This week, Time Magazine proposed a ban of the word “feminist.’’
It was on a list along with “bae,’’ “kale,’’ and “literally,’’ like a culturally appropriated vocabulary word that has been overused, abused, and exhausted to the point of losing all proper meaning. And even worse, it’s winning! By a LANDSLIDE! More people would rather ban “feminist’’ than “yaasssss’’ and “turnt.’’
True, an online poll only has as much power as its readers give it, but it’s hard not to wonder how “feminist’’ wound up on Time’s list in the first place.
Women’s rights have had quite the year. I’ll be honest, though: Writing that sentence makes me pause, re-read, scrutinize, and re-phrase and re-form its words in my mind in an attempt to root out any trace of thinly veiled misogyny. A writer having heightened awareness of what words actually mean is good for many reasons, don’t get me wrong. But this search for something wrong could be viewed as a potential weak spot—which is catnip for marketers.
If I could ban a word this year, it would be “blessed.’’ Two words? Bye-bye, “empower.’’
“But ‘empower,’’’ you say, “is a great word! It allows us to feel good about the things we’ve forgotten to feel good about.

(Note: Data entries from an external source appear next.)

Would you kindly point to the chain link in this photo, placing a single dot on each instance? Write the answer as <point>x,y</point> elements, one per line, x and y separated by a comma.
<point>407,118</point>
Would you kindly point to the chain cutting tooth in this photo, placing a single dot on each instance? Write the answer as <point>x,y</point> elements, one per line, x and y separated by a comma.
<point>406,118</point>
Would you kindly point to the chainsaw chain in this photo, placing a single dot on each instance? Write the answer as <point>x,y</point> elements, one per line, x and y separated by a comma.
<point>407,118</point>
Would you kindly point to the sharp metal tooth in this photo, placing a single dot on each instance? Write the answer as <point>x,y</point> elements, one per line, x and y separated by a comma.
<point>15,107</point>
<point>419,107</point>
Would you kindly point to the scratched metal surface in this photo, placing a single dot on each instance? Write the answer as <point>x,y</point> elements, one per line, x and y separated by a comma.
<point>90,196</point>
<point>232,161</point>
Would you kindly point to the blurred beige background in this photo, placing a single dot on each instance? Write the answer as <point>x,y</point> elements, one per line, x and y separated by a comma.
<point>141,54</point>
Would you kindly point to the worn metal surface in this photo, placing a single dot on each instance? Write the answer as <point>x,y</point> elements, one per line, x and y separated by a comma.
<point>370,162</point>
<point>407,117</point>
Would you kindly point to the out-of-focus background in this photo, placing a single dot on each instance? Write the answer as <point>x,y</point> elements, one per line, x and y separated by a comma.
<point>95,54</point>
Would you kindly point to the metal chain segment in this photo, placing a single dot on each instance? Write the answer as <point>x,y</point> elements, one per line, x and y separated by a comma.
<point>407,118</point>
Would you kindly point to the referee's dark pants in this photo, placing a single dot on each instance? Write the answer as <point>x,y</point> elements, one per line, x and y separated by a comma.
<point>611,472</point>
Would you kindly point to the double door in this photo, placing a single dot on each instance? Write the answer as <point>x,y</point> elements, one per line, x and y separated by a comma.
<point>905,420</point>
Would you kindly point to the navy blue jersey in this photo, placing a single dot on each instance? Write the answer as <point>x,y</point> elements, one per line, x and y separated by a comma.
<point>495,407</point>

It gives hope, makes us brave!’’
Advertisers and brands have joined in, indulging in “empowerment marketing’’ —emphasizing the things that make consumers feel good about themselves—as opposed to “inadequacy marketing,’’ which preys on insecurities.
In 2014, though, the onslaught of “empowerment marketing’’ made it feel like feminist tenets were being used to sow the seeds of inadequacy.
This is the time of Girls Who Code, Emma Sulkowicz, He For She, Mo’ne Davis, and Karl Lagerfeld’s misguided-slash-awe-inspiring protest-themed Chanel show. Emma Watson, Beyoncé, Lena Dunham, Olivia Wilde, even Aziz Ansari—all are feminists and proud of it. Reproductive rights, campus rape and assult issues, gender divide and imbalances in male-centric industries like science and tech have been topics of discussion this year, and awareness of them may give Hillary Clinton that extra-extra in 2016.
But capitalizing on this particular hot topic is a curiously compelling sell for brands targeting women. Playing on consumers’ insecurities is a tried-and-true trick of advertising agencies, and feminism in 2014 is a perfect storm.
Don’t you support women’s rights? Buy these panty liners. Join the movement.
The advertisers that even recently have made female consumers question whether they shave often enough, play on their self-doubt, or drum up anxieties over the relationship between white yoga pants and one’s menstrual cycle are now making those same women say, “We stand alongside you, and we’ll buy your product.’’
AdAge credited the current “Go-Girl Marketing’’ trend to the rising influence of social media, listing Verizon’s “Inspire Her Mind’’ and Pantene’s “Not Sorry’’ campaigns as examples of success. Women in Media and News founder Jennifer Pozner told them, “Some [advertisers] have wised up and said … ‘If we create ad platforms that treat women and girls as if they’re fully human, we can turn them into brand loyalists.’’’ However, they note the push for female-empowerment campaigns doesn’t necessarily translate to a full embrace of the word “feminist.’’
“Twenty-six percent of consumers consider calling someone a feminist to be an insult, while just 14% consider it to be a compliment, according to a July YouGov Poll. Only one in four consumers considers themselves feminist, yet when the word is defined for them as someone who believes in the social, political and economic equality of the sexes, the figure jumps to 60%, according to the YouGov poll.’’
Perhaps this year’s embrace of “go-girl marketing’’ is just part of a generational cycle. Earlier this year, the Atlantic explored “The Death of the Cool Feminist Smoker,’’ a retrospective of cigarette companies’ misguided use of pop-feminist rhetoric to shill product. Brands like Virginia Slims used slogans like “You’ve come a long way, baby’’ to “empower’’ the newly liberated, but they saw a backlash once the public turned against tobacco. (The PSA that flatly stated, “Nobody Wants to Kiss an Ashtray’’ was particularly successful at flipping the confidence boost on its head.)
Granted, cigarettes are a long way from shampoo and tampons. But by tying a particular philosophy to a consumer good, it may become easier for people to throw both in the trash.